Put your jars, lids and rings in the dishwasher and run them through the rinse cycle. You want them warm when you put them in your canner.
Roast beef: Trim the fat. Cut into chunks.
Put into jars. 1/2 tsp. salt for pints, 1 tsp. salt for quarts.
Rinse the top of the jar before you put the lid and ring on.
Place jars into your canner. Fill halfway up the jars with warm water.
Put the lid on your canner and seal it. Turn burner on high. When you see steam start coming out of the top of the lid put 10 minutes on the clock.
When timer goes off place your 15 lb. weight on the lid. Wait until the weight starts “rocking.” (This takes forever.) When it starts rocking process your roast 75 minutes for pint jars and 90 minutes for quart jars. When the timer goes off turn your burner off.

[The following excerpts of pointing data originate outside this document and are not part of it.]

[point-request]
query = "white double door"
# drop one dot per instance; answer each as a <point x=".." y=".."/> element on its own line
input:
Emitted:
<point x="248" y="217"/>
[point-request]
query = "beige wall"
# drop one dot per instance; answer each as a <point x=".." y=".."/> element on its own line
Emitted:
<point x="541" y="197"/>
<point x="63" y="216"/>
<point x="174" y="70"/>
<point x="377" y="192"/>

Wait until the pressure gauge goes down on your canning lid. Do not open your canner until this valve goes down. Take your jars out with a canning jar grabber. (Is that what they are called, it sounds funny 🙂 Enjoy your canned roast in a pinch.
Ground Beef or Ground Turkey is canned and processed the exact same way. Two differences: You must brown it before you put it into your jars and fill your jars with water. 1/2 tsp salt for pints, 1 tsp for quarts. Just dump it on the top of the beef before you put your lid on.
Chicken is canned exactly like the roast. It goes in raw and you DO NOT fill it with water. It will cook in it’s own natural juices. You can use the chicken in SO many things. Enchiladas, casseroles, quesadillas, etc.
So pretty and you will feel SO accomplished!